Healthcare organisations face the most demanding GDPR obligations of any sector because of the nature of the data they process. Health data is explicitly classified as special category data under Article 9, requiring not only a lawful basis under Article 6 but also a specific condition under Article 9(2) for processing to be lawful. The consequences of a health data breach are severe — financial loss, discrimination, and reputational harm can flow from the unauthorised disclosure of a single patient’s diagnosis.
Healthcare organisations must also navigate the intersection of GDPR with sector-specific legislation — national health law, the EU Clinical Trials Regulation (CTR), and the European Health Data Space (EHDS) regulation — that creates both lawful bases for processing and additional governance obligations beyond GDPR’s core requirements.
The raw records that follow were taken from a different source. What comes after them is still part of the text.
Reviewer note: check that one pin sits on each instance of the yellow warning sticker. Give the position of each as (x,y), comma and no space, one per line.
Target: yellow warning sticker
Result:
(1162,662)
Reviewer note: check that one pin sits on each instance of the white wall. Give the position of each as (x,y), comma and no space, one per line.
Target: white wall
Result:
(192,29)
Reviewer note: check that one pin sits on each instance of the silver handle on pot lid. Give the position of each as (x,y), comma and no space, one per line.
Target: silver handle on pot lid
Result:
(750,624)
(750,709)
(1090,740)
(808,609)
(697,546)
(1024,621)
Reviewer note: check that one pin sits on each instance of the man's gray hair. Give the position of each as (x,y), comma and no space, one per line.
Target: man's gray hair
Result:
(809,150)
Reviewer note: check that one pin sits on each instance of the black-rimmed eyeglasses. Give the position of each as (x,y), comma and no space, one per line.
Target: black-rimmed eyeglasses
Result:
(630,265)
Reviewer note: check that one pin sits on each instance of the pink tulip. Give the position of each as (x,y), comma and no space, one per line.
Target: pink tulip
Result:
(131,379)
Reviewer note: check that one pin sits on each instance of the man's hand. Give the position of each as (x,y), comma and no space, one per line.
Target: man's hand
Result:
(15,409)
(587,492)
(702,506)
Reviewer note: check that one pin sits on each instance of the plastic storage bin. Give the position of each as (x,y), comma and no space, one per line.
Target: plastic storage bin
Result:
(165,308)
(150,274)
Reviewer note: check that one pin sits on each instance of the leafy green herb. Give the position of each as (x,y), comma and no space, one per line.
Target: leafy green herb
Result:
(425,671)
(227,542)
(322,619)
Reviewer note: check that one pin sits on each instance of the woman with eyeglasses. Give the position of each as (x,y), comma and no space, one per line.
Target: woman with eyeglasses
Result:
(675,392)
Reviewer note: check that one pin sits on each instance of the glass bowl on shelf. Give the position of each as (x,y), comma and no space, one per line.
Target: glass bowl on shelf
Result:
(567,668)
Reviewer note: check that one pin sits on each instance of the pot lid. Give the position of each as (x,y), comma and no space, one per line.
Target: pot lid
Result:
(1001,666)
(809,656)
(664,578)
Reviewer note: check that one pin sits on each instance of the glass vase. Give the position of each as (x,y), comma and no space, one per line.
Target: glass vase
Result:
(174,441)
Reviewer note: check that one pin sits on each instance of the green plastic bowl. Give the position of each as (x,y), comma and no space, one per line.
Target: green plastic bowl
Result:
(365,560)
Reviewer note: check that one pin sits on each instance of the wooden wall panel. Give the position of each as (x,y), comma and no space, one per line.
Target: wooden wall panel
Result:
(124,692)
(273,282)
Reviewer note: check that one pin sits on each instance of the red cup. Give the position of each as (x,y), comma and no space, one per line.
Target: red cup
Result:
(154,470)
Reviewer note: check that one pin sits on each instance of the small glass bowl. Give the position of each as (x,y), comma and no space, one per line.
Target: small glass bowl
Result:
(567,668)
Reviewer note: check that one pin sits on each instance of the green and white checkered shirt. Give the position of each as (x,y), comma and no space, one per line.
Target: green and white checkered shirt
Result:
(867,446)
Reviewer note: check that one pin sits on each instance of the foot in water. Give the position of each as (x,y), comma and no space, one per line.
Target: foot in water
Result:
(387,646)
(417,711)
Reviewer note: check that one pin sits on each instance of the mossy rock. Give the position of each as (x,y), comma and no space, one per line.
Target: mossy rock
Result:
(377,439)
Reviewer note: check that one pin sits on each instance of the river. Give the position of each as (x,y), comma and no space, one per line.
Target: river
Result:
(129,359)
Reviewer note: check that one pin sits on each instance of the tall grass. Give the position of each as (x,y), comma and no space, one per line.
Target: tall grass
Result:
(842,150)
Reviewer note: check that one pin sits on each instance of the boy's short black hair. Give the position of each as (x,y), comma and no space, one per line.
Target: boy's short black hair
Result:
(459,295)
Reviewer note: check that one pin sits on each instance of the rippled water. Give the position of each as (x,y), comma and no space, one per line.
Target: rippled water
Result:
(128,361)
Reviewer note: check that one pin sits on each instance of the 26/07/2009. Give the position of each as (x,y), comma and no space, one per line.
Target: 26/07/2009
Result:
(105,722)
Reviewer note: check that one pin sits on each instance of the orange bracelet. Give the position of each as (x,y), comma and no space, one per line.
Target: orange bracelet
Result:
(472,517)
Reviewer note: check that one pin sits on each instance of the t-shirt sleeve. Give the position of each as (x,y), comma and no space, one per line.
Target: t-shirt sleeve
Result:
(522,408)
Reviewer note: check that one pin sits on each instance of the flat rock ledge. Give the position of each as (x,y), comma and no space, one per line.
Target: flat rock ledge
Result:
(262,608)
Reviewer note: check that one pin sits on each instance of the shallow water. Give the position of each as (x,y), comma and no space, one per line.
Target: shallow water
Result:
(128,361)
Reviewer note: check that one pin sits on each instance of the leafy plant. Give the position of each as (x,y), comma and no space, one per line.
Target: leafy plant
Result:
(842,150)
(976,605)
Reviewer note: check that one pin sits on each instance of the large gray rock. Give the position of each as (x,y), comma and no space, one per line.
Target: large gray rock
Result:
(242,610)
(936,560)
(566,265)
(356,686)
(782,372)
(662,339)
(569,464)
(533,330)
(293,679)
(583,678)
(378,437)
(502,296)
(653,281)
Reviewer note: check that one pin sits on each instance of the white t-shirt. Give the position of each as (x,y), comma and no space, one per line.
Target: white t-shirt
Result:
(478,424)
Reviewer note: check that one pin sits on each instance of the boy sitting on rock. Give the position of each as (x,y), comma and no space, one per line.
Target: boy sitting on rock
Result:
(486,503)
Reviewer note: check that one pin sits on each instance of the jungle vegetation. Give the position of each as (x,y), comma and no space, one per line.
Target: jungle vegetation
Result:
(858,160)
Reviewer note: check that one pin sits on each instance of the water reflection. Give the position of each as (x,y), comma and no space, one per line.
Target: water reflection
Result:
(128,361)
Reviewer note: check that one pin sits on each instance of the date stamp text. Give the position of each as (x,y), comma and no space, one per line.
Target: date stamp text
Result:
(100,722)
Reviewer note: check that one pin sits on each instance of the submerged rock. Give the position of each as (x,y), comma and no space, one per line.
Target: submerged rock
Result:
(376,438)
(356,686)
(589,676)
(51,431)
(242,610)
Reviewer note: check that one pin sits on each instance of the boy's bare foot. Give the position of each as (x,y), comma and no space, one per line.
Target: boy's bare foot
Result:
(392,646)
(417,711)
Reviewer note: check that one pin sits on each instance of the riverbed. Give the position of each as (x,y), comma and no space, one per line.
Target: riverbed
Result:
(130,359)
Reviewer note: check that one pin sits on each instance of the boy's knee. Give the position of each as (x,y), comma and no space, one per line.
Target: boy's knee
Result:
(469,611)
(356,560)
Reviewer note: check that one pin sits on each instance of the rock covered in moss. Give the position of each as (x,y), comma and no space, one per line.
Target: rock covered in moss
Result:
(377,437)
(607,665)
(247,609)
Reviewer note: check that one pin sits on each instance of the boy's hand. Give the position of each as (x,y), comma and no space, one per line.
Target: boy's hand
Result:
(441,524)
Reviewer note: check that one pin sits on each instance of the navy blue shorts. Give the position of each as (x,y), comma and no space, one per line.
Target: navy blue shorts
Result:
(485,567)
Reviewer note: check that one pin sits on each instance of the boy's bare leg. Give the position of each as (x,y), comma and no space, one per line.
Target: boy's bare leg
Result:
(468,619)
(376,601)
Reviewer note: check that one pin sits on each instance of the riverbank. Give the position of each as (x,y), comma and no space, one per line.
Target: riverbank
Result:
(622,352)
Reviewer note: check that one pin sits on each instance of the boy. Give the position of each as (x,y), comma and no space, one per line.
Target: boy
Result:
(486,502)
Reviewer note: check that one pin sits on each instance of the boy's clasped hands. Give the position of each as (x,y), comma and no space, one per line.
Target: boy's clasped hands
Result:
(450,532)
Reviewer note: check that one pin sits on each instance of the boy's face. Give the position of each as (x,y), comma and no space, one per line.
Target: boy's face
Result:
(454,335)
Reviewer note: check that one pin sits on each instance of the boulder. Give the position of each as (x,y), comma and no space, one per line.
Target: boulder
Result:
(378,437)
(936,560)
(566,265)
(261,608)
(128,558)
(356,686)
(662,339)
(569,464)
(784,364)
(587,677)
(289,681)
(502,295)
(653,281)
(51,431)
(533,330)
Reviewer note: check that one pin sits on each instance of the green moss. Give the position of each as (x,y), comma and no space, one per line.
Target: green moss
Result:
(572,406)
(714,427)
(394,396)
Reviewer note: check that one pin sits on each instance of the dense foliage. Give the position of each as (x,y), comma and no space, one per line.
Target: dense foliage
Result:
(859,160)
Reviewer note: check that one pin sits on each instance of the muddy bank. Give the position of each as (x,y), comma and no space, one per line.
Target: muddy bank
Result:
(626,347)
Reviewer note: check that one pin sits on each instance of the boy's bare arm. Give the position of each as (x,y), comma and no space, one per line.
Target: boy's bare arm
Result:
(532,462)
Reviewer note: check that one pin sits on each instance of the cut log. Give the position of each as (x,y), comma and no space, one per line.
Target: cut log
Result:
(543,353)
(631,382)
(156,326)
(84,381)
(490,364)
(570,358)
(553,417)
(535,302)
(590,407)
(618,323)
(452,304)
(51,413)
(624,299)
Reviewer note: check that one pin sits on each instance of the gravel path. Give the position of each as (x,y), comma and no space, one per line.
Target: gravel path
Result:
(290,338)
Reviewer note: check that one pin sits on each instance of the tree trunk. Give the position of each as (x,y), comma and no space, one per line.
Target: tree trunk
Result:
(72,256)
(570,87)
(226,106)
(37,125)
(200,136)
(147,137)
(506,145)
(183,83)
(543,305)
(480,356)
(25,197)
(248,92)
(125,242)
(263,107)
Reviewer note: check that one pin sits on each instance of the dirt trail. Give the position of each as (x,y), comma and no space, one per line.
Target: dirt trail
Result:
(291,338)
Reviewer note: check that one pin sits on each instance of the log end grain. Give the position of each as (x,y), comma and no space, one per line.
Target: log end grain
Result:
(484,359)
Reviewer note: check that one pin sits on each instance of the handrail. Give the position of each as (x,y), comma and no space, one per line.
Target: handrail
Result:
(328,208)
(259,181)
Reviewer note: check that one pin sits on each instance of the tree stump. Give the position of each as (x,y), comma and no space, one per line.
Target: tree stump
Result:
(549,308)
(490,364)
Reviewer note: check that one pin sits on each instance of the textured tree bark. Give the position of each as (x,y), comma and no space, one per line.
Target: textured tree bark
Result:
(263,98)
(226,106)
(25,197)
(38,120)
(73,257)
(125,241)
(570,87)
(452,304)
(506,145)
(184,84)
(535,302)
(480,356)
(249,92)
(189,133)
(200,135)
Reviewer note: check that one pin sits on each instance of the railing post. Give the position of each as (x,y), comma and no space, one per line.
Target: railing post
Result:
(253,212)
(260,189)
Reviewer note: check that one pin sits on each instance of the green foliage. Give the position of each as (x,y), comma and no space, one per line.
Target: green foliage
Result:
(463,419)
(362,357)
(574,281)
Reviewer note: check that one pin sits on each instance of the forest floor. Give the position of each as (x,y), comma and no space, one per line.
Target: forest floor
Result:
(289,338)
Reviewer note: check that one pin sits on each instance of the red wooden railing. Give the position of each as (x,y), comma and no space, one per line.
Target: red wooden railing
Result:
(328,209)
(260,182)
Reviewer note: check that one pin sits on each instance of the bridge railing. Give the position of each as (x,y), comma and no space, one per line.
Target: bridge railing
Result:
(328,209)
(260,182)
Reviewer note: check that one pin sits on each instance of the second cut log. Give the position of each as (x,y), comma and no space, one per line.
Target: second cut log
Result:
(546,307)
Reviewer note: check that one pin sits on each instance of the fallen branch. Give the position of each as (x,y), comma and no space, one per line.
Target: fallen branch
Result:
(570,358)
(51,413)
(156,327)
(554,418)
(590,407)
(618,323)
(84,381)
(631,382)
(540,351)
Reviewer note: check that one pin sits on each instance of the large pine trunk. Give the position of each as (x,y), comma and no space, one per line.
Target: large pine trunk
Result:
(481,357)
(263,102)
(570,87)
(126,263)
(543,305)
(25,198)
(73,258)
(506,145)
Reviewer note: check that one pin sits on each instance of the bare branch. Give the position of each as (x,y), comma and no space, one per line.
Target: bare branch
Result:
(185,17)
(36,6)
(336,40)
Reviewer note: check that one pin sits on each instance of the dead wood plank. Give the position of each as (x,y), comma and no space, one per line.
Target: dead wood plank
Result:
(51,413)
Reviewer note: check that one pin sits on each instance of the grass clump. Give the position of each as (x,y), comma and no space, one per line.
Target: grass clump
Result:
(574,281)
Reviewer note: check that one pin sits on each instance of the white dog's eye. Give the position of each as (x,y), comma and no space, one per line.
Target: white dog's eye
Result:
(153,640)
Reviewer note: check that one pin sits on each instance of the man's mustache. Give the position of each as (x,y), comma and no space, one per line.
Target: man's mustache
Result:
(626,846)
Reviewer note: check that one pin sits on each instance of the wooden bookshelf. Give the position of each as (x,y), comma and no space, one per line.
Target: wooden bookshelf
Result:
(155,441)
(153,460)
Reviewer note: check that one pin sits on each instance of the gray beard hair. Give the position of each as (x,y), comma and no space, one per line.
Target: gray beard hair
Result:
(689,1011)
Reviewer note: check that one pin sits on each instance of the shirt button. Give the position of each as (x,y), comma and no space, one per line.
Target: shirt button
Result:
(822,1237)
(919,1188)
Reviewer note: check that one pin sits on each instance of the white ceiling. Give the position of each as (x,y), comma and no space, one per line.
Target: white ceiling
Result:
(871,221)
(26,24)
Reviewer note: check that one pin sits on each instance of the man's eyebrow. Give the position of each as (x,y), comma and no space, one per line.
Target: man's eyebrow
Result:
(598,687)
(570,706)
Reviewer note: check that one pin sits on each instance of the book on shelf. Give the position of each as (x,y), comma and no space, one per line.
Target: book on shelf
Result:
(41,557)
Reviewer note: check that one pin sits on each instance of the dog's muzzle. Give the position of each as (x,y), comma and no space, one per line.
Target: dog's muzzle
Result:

Article 9 and Health Data: The Double Requirement
Processing health data requires both a lawful basis under Article 6 and a condition under Article 9(2). Neither alone is sufficient. An organisation that has a legitimate interests basis under Article 6(1)(f) for processing patient data but no Article 9(2) condition cannot lawfully process that data. The most commonly applicable Article 9(2) conditions for healthcare are explicit consent (9(2)(a)), vital interests (9(2)(c)), healthcare treatment purposes (9(2)(h)), and public health (9(2)(i)).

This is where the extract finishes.